It doesn’t get stuck in an infinite loop at `1` forever as you might expect (because you set it to zero and then it gets incremented). The for loop’s iterator’s state isn’t stored in your local variable.

1 Like

There are multiple things to understand here.

1. When you nest loops, the complete inner loop happens again, each time that the outer loop runs.

2. Where the code says `for i in range(1,5):`, the `range(1,5)` part is not part of some special syntax for the `for` loop. `range` is not a keyword; it’s the name of a type - just like `int` and `str` and `list`. This code creates an object that represents some numbers, and then the `for` loop uses those numbers in sequence.
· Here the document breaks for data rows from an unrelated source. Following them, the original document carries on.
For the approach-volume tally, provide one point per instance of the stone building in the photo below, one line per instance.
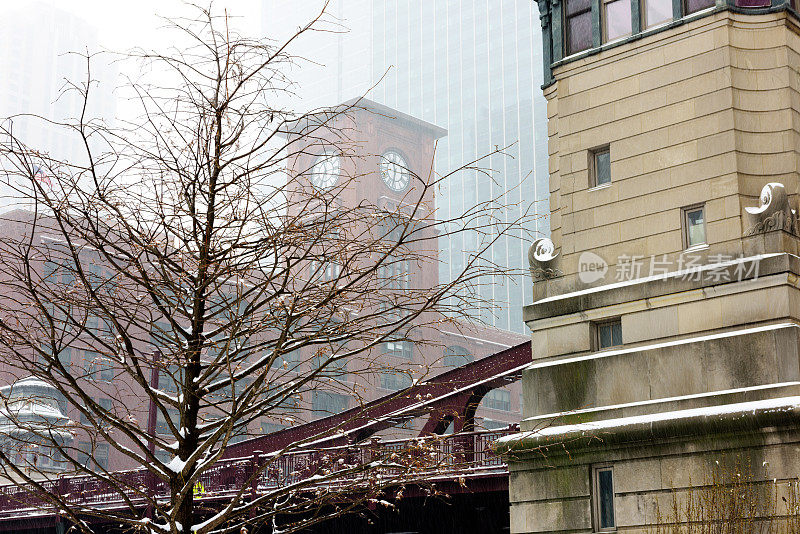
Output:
(666, 307)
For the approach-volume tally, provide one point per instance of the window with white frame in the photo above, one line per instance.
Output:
(608, 334)
(603, 498)
(600, 166)
(694, 225)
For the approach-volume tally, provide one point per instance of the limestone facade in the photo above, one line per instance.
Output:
(701, 114)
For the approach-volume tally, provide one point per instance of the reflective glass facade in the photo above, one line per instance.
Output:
(473, 67)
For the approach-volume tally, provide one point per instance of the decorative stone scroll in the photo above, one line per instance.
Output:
(773, 213)
(541, 257)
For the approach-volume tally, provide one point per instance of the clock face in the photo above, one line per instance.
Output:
(325, 172)
(394, 171)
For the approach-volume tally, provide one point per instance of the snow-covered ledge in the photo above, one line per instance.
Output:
(729, 418)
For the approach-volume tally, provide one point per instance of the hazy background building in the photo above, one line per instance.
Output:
(44, 52)
(470, 66)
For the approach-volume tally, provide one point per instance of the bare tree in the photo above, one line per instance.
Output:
(190, 261)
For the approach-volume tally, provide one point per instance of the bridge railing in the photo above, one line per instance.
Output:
(423, 458)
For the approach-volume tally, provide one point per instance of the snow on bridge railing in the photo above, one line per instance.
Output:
(432, 456)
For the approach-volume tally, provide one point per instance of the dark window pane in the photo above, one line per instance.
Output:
(616, 334)
(606, 498)
(579, 32)
(605, 336)
(697, 5)
(657, 12)
(618, 19)
(578, 6)
(602, 167)
(695, 227)
(609, 334)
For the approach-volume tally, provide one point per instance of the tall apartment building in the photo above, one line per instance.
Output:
(471, 67)
(665, 321)
(42, 47)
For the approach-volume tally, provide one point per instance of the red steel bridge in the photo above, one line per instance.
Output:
(464, 463)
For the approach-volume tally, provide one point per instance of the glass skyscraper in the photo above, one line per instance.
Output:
(470, 66)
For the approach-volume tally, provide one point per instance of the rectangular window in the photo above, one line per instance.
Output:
(399, 349)
(603, 498)
(693, 6)
(395, 380)
(498, 399)
(578, 25)
(608, 334)
(694, 226)
(325, 403)
(332, 367)
(600, 166)
(656, 12)
(617, 17)
(269, 428)
(394, 274)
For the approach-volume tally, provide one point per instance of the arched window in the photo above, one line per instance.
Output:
(456, 356)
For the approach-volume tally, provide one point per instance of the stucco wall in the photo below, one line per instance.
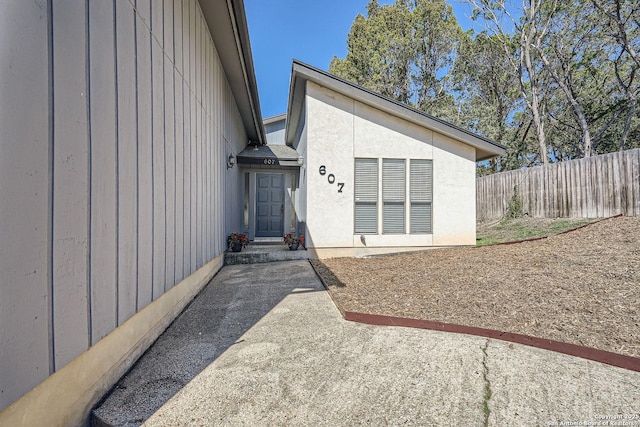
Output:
(341, 129)
(115, 126)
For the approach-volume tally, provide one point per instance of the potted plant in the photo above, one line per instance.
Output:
(237, 241)
(293, 241)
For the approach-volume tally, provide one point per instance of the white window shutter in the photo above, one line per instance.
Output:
(393, 195)
(366, 196)
(421, 194)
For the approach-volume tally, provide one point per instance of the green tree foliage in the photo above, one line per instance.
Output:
(549, 79)
(404, 51)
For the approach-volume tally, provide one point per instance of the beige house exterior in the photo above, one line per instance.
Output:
(133, 144)
(335, 125)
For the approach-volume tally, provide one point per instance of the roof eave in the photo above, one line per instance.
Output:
(227, 25)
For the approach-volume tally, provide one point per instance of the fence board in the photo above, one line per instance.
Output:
(599, 186)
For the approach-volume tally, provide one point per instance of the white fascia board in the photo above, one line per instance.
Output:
(301, 73)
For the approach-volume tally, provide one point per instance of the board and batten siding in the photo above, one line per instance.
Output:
(599, 186)
(116, 120)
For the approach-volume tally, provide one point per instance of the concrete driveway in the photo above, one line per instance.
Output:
(272, 349)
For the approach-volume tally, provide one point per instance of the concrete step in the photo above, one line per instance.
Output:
(263, 252)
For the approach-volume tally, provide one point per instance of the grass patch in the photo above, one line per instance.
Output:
(515, 229)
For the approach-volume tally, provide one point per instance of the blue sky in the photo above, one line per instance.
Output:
(312, 31)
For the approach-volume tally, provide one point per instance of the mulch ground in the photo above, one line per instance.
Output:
(582, 287)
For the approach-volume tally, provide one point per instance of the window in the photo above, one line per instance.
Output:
(421, 195)
(366, 196)
(393, 195)
(399, 189)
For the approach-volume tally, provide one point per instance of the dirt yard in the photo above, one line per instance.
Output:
(582, 287)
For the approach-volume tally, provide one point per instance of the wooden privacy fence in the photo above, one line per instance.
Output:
(599, 186)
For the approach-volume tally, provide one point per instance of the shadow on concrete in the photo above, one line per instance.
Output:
(232, 303)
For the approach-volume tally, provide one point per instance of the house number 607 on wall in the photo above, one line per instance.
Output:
(331, 178)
You can use a `for` loop with anything that is iterable - i.e., that represents multiple (zero or more) values that can be accessed in order, one at a time. For example, you can use a string (you get one character each time), or a text file that was opened for reading (you get one line of text from the file at a time), or a `dict` (you get each of its keys).

3. A `for` loop sets the value of its tracking variable, using the values from its element source. In this case, the source is `range(1, 5)`, which contains four values: `1`, `2`, `3` and `4`. So the `for` loop will run 4 times. It does not care about any change that is made to `i`, by any of the code inside the loop. It simply sets the value at the top of the loop, according to what it accesses from its source, in order, one at a time.

Only an abnormal exit (`break`, `return`, or raising an exception) or a modification to the element source (not possible here; `range` objects are immutable) can make the loop run a different number of times. At the beginning of the first time through the `for` loop, `i` is set to `1`. At the beginning of the second time through, it is set to `2`, regardless of anything that happened the first time through.

The first time through the `for` loop, `i` was set to `1`. So the `while` loop will check that `i < 3`, and print the messages for a value of `1`. It increments `i` to `2`, which is still less than 3, so it runs one more time. (The `print(i)` inside the `while` loop cannot happen, because `continue` skips it.) After the `while` loop, the `for` loop does `pass`, which has no effect (by definition). This is the first time that `2 in w` appears.

The second time through the `for` loop, `i` was set to `2`. So the `while` loop will check that `i < 3`, and print the messages for a value of `2`. It increments `i` to `3`, so it can’t run again. This is the second time that `2 in w` appears.

The third and fourth times through the `for` loop, the `i` value does not allow the `while` loop to be entered at all.

Because that is the value it has after the `for` loop has completed. The last time that the `for` loop runs, it sets `i` to `4`. The `while` loop does not run, because 4 is not less than 3, so there is no code that can change the value of `i` after that.